La apuesta de la editorial
Anagrama por publicar cada una de las novelas de autores extranjeros parece más
que evidente pero pocas han acabado perpetuándose en forma de «Biblioteca de...».
Semejante honor ha recaído, por ejemplo, en Vladimir Nabokov, Norman Mailer o
Patricia Highsmith. Éste hubiera podido ser el caso de Julian Barnes
(Leicester, 1946), de cuya obra se han encargado de editar al completo en
lengua castellana el sello Anagrama, incluidos ensayos —El perfeccionista en la cocina y
Nada que temer— y libros de relatos breves —Pulso, Al otro lado del canal y La mesa limón—
. No obstante, resulta inevitable pensar que su última novela
publicada entre nosotros, El sentido de
un final (2011), “contradiga” su propio título y sirva de pieza de iniciación,
de puerta de entrada a la literatura del autor británico en atención a la
distinción del Premio Man Booker que ha merecido una novela arbolada de
elementos autobiográficos.
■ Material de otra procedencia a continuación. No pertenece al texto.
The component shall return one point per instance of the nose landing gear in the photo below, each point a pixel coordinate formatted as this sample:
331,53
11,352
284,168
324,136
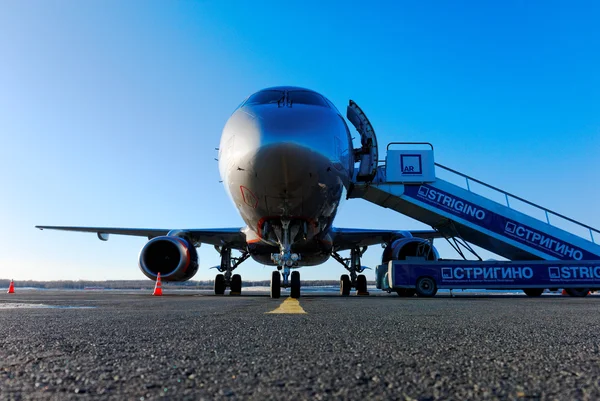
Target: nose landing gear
293,284
354,280
285,260
226,278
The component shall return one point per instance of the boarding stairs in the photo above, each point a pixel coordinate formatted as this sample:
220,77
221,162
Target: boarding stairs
408,182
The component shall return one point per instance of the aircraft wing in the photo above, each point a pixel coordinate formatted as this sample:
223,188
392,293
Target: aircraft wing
233,237
347,238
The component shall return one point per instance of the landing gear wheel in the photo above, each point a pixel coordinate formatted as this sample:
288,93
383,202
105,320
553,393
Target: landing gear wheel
577,292
236,284
275,284
220,284
345,285
295,285
426,287
361,285
533,292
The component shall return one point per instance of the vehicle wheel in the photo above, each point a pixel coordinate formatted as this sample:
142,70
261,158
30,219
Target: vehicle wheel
236,284
295,285
220,284
533,292
275,284
345,285
426,287
406,292
577,292
361,285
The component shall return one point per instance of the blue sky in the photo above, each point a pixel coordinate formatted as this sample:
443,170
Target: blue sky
110,111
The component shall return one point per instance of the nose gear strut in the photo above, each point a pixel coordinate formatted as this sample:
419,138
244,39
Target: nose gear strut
228,265
352,264
285,260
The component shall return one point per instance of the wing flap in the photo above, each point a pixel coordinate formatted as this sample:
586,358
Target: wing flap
233,237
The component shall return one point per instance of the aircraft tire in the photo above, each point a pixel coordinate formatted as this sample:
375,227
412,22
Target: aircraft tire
361,285
533,292
345,285
275,284
577,292
219,284
406,292
236,284
295,285
426,287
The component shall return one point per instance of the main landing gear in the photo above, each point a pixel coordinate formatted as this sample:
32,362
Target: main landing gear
354,280
226,278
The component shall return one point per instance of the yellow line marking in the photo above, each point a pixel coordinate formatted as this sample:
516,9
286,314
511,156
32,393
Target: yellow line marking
290,305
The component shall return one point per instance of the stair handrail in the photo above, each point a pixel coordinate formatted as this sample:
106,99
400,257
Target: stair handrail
507,194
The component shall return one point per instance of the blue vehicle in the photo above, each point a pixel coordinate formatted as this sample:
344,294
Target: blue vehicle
424,278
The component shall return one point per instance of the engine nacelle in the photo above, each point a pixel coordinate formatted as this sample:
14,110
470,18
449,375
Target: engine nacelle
405,248
173,257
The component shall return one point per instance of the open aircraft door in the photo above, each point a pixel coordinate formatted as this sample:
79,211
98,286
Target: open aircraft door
368,153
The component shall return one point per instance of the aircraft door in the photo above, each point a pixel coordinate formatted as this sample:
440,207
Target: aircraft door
368,153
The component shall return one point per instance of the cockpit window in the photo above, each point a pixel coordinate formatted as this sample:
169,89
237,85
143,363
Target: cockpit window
306,97
266,97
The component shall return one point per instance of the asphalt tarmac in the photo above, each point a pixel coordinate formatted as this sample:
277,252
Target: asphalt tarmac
191,345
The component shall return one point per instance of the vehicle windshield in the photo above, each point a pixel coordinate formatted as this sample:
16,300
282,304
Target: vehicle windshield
306,97
265,97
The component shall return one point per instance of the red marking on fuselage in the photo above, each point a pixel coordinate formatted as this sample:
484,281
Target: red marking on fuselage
249,198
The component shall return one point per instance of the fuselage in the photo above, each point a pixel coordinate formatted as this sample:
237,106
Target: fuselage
286,156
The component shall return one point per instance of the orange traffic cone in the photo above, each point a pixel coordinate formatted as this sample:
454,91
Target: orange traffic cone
158,287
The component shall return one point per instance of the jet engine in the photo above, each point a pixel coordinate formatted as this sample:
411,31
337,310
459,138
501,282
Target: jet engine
173,257
405,248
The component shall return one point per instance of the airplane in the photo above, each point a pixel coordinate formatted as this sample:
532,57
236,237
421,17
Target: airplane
286,159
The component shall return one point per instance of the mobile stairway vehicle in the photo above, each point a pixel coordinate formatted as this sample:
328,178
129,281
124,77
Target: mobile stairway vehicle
541,254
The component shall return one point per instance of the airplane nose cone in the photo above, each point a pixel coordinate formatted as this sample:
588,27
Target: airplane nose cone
286,160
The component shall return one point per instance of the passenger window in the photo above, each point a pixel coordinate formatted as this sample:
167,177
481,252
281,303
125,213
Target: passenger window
306,97
265,97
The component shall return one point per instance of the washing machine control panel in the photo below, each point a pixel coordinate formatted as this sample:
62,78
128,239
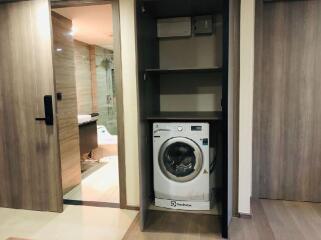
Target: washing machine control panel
196,128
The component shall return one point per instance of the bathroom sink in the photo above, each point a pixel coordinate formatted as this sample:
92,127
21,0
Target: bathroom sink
83,118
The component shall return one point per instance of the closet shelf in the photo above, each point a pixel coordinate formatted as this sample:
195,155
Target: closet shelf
183,70
186,116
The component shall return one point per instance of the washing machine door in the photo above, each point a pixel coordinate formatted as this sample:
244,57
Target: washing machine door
180,159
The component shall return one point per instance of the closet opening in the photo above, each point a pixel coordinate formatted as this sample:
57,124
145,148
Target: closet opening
88,92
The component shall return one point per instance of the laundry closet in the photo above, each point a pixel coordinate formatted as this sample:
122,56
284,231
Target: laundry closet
183,81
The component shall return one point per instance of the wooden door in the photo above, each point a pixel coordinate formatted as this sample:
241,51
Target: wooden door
65,83
29,157
287,97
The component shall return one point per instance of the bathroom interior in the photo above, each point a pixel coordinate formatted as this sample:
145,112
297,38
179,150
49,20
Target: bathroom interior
86,102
Ciertamente, Barnes no esconde que uno de los
factores desencadenante de la novela El sentido de un final había surgido de una
experiencia captada de su entorno: «Éramos
un grupo de amigos y uno de ellos, llamado Brillant, era mucho más listo que
yo, y cuando dejamos de vernos pasé mucho tiempo imaginado cómo seria su vida,
hasta que un día me encontré a otro amigo en el metro de Londres y me dijo que
Brillant se había suicidado hacía veinte años. ¡Me había pasado veinte años
imaginado la vida de una persona muerta!». En
la ficción urdida por Barnes ese Brillant con el que había compartido los juegos de la vida pasa a llamarse Adrian
en una ficción literaria distinguida con un premio tan prestigioso como
controvertido en distintas ediciones desde su bautizo en 1969. En las fechas reservadas
a la consagración del Man Booker Julian Barnes contribuiría al mundo, el de las letras, para el
que parecía destinado en su condición de lexicógrafo, editor y crítico
cinematográfico. Todo ello acabaría siendo “sacrificado” por su dedicación full time al noble arte de la escritura
de novelas de ficción y de ensayos varios.
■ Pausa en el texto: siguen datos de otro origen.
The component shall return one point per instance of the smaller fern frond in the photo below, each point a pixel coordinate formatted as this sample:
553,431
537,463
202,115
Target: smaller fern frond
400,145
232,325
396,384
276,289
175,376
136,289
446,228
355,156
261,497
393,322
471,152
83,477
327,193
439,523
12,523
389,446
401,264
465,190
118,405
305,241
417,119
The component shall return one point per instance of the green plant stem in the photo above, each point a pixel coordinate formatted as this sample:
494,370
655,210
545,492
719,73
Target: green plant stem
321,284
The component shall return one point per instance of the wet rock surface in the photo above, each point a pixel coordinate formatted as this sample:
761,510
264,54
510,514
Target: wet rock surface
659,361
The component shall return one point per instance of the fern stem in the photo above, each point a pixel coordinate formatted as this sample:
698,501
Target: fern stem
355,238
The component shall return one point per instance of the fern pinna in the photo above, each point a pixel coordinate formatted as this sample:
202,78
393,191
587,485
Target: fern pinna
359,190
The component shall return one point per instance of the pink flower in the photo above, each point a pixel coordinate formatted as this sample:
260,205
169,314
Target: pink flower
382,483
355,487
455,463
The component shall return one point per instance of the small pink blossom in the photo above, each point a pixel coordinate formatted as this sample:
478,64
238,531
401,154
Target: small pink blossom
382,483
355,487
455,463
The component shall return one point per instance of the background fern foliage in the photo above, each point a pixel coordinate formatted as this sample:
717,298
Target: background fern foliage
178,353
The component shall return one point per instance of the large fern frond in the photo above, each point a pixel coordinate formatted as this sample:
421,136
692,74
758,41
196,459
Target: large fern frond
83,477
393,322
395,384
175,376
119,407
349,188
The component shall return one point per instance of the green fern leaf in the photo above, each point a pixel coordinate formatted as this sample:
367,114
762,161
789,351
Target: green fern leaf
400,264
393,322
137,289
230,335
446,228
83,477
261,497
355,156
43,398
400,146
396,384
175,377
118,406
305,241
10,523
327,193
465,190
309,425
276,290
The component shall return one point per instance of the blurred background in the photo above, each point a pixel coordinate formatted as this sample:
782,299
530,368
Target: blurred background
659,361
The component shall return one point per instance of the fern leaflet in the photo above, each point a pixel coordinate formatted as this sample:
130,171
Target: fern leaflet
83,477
Confieso que El sentido de un final ha sido mi primer acercamiento a la
literatura de Barnes, una obra cincelada sobre la base del comportamiento
esquivo del ejercicio memorístico. En ese propósito se mueve un relato que
viaja constantemente al pasado conforme a un valor refugio que aleje al
protagonista, Tony, de una realidad que hace tiempo ha descrito una curva
descendente en muchos sentidos de la vida. Después de ir quedmando esas etapas
postreras en que Tony Webster aún puede permanecer en “circulación”, le aguarda la
sombra de la muerte, el "colofón" a ese contrato “vital” que cada uno de nosotros
firmamos al nacer. Antes de expirar,
el sexagenario Tony, al recibir una suerte de testamento que compromete a su amigo Adrian,
pone en perspectiva los recuerdos de su pasado imperfecto ligado a tres de sus
compañeras sentimentales: Veronica, Margaret y Annie. De todas ellas, Veronica
es la que adopta un mayor protagonismo en esa prospección por los tiempos pretéritos
de Tony, quedando en un segundo plano, además de Margaret y Annie, sus otros dos amigos del alma que compartieron vivencias con Adrian. Presumiblemente apelando a sus propias experiencias, Barnes
trata que los discos y las obras literarias que engalan su habitación de estudiante hablen del personaje de Tony, creando esas diferencias de gustos
para con Veronica, pero no lo suficientes para sus destinos acaben uniéndose.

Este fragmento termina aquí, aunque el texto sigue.